A novel series of 2,2′-bridged bis-indoles has been designed and synthesized as potent and selective allosteric inhibitors of methicillin-resistant Staphylococcus aureus (MRSA) pyruvate kinase (PK). Based on examination of the X-ray structure of the 3,3′-bridged bis-indole natural product cis-3-4-dihydrohamacanthin B (4) bound to MSRA PK (IC50=16nM and MIC=12.5μg/ml), a 2,2′-bridged bis-indole series was envisaged and was optimized for enzyme and cell growth inhibition activity to identify compounds such a 10d with low nanomolar potency (IC50=2.0nM) for inhibition of MRSA PK, high selectivity over human PK isoforms, low mammalian cell toxicity and excellent antibacterial activity against MRSA (MIC=0.5μg/ml). A novel series of bis-indoles derived from naturally occurring marine alkaloid 4 were synthesized and evaluated as inhibitors of methicillin-resistant Staphylococcus aureus (MRSA) pyruvate kinase (PK). PK is not only critical for bacterial survival which would make it a target for development of novel antibiotics, but it is reported to be one of the most highly connected ‘hub proteins’ in MRSA, and thus should be very sensitive to mutations and making it difficult for the bacteria to develop resistance. From the co-crystal structure of cis-3-4-dihydrohamacanthin B (4) bound to S. aureus PK we were able to identify the pharmacophore needed for activity.

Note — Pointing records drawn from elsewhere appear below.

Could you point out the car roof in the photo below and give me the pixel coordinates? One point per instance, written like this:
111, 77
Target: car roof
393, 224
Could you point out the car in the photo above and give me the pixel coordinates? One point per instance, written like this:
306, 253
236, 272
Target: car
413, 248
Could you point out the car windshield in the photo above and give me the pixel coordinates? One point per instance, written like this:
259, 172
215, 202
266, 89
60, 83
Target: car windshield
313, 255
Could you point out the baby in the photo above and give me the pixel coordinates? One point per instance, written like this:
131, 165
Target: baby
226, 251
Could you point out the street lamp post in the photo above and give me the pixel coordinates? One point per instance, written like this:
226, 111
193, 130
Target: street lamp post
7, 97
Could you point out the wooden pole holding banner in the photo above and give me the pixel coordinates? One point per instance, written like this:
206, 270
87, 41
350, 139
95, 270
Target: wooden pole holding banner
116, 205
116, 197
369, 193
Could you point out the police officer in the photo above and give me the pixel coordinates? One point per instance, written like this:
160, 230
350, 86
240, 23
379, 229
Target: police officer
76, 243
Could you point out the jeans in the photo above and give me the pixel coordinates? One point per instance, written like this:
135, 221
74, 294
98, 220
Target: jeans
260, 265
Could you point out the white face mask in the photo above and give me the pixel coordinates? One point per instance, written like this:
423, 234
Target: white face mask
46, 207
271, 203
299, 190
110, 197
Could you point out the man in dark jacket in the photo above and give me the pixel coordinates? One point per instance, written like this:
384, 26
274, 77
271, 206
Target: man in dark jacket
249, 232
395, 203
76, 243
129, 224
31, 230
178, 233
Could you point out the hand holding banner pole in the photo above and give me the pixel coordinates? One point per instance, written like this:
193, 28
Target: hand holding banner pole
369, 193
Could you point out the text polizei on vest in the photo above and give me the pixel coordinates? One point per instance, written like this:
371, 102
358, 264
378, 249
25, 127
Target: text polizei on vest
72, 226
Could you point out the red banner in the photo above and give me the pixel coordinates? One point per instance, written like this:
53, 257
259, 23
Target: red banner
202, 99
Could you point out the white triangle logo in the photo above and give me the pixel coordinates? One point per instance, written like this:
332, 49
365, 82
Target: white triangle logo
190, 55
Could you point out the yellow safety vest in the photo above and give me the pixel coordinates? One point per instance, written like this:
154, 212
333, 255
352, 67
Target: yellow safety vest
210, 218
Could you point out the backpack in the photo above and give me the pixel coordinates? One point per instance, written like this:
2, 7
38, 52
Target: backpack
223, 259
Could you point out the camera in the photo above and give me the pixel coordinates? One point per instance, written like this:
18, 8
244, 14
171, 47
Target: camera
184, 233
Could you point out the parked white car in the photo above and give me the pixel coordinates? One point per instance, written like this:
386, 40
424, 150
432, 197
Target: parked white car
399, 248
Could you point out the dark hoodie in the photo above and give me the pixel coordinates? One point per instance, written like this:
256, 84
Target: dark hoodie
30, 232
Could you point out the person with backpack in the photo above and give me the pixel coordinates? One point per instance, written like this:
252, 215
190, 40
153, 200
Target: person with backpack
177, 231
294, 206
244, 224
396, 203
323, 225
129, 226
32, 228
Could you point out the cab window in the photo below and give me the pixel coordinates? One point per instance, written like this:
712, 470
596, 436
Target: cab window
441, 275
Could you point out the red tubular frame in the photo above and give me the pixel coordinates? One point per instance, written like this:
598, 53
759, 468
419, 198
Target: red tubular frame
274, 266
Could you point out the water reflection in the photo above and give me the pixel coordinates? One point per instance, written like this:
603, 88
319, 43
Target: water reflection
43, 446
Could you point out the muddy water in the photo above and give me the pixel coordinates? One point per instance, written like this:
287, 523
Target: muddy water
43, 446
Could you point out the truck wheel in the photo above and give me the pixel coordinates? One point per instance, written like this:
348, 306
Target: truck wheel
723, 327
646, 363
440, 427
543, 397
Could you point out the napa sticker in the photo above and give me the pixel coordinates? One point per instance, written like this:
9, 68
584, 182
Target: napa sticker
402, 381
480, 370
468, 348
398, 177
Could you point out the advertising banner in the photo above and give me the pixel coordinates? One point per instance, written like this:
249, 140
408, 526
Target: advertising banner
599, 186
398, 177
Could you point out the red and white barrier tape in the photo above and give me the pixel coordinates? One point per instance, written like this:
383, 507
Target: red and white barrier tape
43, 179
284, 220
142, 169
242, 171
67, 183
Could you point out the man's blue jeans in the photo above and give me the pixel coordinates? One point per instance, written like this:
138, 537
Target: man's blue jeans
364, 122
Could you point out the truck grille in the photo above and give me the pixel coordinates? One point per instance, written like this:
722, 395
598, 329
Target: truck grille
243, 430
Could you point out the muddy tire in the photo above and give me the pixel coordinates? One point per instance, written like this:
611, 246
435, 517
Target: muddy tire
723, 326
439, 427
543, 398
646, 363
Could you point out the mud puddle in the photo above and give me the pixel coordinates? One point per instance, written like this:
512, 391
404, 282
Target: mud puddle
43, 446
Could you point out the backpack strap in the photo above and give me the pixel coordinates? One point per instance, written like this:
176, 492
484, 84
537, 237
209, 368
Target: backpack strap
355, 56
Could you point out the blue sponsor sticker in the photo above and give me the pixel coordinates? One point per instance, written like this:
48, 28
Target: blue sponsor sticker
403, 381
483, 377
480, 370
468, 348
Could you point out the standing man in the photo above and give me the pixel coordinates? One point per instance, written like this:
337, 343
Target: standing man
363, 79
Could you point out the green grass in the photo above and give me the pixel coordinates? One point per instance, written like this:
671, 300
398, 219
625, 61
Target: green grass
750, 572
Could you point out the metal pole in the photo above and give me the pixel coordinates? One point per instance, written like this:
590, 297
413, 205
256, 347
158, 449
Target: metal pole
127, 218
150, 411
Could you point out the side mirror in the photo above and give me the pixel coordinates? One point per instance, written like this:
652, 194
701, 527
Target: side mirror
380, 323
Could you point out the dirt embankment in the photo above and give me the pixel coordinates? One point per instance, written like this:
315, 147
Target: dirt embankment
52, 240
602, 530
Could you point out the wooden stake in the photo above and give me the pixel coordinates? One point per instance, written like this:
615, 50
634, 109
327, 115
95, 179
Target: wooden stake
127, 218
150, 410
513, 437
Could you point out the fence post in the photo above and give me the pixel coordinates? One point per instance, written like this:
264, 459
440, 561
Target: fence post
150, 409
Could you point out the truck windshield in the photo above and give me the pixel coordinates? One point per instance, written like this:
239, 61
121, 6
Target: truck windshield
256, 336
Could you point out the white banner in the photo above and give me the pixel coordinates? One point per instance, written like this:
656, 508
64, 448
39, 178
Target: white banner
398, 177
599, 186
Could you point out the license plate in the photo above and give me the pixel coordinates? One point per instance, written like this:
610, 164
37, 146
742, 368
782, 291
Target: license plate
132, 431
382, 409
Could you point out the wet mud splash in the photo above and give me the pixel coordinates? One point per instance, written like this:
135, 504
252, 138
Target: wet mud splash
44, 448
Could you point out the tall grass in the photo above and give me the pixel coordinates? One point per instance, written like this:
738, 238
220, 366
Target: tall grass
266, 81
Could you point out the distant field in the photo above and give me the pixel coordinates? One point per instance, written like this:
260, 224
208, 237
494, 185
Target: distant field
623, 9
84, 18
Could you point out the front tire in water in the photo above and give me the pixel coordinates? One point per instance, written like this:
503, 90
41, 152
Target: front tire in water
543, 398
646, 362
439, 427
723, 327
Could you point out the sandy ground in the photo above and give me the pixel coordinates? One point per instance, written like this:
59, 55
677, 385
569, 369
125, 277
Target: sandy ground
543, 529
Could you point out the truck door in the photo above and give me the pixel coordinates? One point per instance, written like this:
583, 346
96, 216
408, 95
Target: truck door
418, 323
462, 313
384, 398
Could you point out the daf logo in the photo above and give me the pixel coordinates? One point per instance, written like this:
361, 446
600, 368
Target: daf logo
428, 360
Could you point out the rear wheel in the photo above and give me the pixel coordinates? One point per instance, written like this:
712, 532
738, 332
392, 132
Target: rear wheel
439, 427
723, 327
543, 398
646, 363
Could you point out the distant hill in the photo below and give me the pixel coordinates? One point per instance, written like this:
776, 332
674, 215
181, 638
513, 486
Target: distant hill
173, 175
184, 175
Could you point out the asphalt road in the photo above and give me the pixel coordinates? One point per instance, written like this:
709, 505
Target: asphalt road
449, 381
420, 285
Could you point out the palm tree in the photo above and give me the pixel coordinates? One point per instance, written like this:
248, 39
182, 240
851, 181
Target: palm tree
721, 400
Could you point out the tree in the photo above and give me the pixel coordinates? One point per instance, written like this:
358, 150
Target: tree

Consequently, we prepared simple direct linked bis-indoles such as 10b that have similar anti-MRSA activity as compound 4. Structure–activity relationship (SAR) studies were carried out on 10b and led us to discover more potent compounds such as 10c, 10d, 10k and 10m with enzyme inhibiting activities in the low nanomolar range that effectively inhibited the bacteria growth in culture with minimum inhibitory concentrations (MIC) for MRSA as low as 0.5μg/ml. Some potent PK inhibitors, such as 10b, exhibited attenuated antibacterial activity and were found to be substrates for an efflux mechanism in S. aureus. Studies comparing a wild type S. aureus with a construct (S. aureus LAC Δpyk::ErmR) that lacks PK activity confirmed that bactericidal activity of 10d was PK-dependant.